SPECIAL REPORT: Global LNG trade to 2020 marked by uncertainty

Feb. 25, 2008
The current outlook for LNG is probably more uncertain than it has been for many years.
Image from Cheniere Energy
Click here to enlarge image

The current outlook for LNG is probably more uncertain than it has been for many years. This is the result of several factors, among which are:

  • The speed with which LNG demand, particularly in North America, Spain, and the UK, has developed.
  • The inherently slow response time of LNG supply to the sharply increased demand signals
  • The supply lags have created a shortage of LNG supply relative to expectations.
  • The burst in demand for new plant capacity, which has taxed the capabilities of experienced design and construction contractors and sophisticated machinery suppliers. This has led to a sharp “demand pull” inflation on capital costs. Costs are not only much higher than expected, but the potential for cost overruns and construction delays has increased. It is not clear how severely this has affected plans of the many projects that are under active consideration.
  • The sharp increase in world energy prices. The effect of these higher prices on gas demand and on interfuel competition is not well understood.
  • The uncertainties raised by environmental concerns. Pressures to limit coal utilization may tend to favor gas-fired power generation despite higher gas prices. This is a particularly important issue in China, where absent government policy intervention, high-priced gas would find it very difficult to compete with low-cost coal.
  • The persistence of difficult geopolitical issues surrounding the natural gas export policies of a number of countries, such as Bolivia, Nigeria, Iran, Russia, or Venezuela. It is difficult to foresee the roles the countries will play in LNG supply between now and 2020.
  • And last, but not least, the fact that LNG demand is inherently sensitive to small changes in world gas supply-demand balances. Where LNG is the “swing” source of gas supply for a gas importing country, small changes in its indigenous gas supply or demand magnify the effect on its LNG imports.

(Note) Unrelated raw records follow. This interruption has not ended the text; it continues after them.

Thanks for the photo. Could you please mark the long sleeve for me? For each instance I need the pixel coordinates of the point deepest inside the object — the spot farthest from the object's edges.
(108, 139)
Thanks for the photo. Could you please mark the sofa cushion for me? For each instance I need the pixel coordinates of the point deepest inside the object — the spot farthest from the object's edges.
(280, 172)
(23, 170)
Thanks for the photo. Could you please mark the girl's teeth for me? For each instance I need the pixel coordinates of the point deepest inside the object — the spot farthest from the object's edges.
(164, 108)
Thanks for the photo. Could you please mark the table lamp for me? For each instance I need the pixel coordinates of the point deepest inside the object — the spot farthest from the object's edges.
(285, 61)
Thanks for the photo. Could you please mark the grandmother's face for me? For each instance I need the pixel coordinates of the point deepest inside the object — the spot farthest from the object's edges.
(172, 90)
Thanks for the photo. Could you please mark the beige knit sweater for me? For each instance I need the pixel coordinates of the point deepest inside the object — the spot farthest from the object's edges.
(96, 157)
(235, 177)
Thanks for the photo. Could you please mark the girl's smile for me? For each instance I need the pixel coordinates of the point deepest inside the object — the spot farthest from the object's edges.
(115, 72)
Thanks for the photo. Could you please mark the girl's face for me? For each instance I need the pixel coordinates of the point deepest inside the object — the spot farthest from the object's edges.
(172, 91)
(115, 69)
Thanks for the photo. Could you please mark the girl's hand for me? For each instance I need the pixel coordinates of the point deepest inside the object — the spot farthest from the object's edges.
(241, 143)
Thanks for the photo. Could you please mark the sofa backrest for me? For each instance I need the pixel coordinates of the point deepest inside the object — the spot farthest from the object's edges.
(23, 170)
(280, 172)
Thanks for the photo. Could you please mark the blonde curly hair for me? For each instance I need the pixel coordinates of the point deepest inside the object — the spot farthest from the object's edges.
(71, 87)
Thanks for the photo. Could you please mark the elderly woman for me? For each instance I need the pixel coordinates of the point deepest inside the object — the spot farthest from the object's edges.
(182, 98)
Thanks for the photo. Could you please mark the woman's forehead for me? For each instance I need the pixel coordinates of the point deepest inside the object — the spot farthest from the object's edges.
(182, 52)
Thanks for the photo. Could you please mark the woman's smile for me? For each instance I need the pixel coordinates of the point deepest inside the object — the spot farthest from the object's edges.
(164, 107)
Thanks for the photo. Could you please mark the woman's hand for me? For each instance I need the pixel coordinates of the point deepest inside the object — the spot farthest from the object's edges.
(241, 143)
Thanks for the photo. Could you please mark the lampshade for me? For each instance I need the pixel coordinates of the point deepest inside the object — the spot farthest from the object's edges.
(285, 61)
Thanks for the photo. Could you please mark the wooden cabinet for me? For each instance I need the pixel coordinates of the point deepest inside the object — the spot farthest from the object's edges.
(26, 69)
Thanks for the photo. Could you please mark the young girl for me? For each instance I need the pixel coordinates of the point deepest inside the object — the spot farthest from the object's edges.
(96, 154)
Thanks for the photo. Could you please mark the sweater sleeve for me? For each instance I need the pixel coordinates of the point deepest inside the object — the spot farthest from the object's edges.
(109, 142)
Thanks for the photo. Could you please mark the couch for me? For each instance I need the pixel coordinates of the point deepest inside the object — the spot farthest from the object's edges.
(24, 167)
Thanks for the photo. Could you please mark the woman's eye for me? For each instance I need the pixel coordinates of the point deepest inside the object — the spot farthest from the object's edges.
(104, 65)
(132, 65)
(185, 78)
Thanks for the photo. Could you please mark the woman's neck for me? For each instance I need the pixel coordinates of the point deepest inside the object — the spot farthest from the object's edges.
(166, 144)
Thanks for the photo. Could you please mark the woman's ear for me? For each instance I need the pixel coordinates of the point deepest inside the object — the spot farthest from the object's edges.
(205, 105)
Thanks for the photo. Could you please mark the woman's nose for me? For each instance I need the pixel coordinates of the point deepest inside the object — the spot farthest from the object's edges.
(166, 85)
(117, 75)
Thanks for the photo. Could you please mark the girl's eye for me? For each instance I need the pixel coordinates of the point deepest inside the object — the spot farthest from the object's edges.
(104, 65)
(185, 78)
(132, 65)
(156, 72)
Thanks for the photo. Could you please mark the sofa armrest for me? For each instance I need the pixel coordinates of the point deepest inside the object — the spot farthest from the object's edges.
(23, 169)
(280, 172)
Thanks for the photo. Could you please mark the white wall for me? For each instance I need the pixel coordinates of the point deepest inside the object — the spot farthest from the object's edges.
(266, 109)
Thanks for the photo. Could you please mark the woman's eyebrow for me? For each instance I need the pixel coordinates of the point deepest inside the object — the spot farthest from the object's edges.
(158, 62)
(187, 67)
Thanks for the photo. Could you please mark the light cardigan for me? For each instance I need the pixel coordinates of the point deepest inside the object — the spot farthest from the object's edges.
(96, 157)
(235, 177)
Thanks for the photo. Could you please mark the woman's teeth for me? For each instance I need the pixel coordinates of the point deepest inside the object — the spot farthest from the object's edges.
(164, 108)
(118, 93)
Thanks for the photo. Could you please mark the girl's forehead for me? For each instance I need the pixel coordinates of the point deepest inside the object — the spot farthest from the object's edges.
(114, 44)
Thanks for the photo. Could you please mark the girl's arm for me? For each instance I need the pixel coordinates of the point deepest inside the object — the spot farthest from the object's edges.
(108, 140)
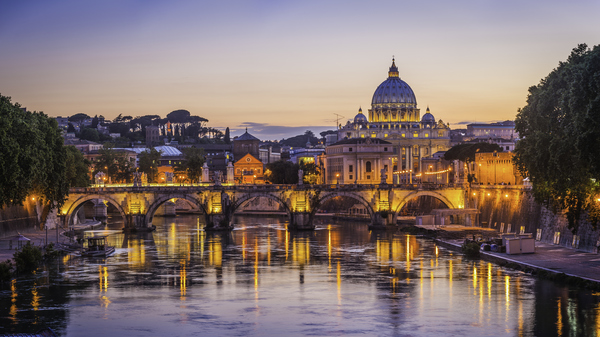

These uncertainties make it unrealistic to expect any forecast—no matter how well done—accurately to predict specific LNG trade flows out to 2020. This article, however, summarizes a recently completed projection—in three scenarios—of world LNG trade to 2020 done by Jensen Associates for the California Energy Commission.

More conservative

If one can generalize about most published world and regional gas forecasts, they tended to become more optimistic about gas demand in the 1990s as the enthusiasm for gas-fired combined cycle power generation took hold. Then, supply problems in North America and the North Sea injected a note of supply concern into many estimates.

Initially, the tendency of most forecasts was to retain much of the demand optimism while transferring some of the responsibility for gas supply to imported LNG. During this period, demand estimates tended to remain high, and LNG tended to substitute for some of the projected loss of indigenous natural gas.

But there was a growing recognition that supply was the principal determinant of the growth of world LNG trade. Now, in a more common forecast pattern, estimates reduce the amount of gas for future power generation and are more conservative about LNG trade.

At the same time that forecasts were adjusting to supply constraints, the rapid increase in world energy prices threatened to blunt the growth of overall energy demand and alter the balance between fuels in interfuel competition. This added an additional conservative element to the forecasts.

The two major governmental organizations that publish world energy forecasts—the International Energy Agency and the US Energy Information Administration—both publish projections of future world gas supply and demand. A review of their projections over the past several years reveals a trend towards reduced expectations for total world gas demand and for interregional gas trade.

For EIA, it is possible to compare its expectations of total world gas consumption for 2020 in both its International Energy Outlook 2002 (IEO2002) and its IEO2006. Total consumption shows a decline of 7.4% between the forecasts made 4 years apart.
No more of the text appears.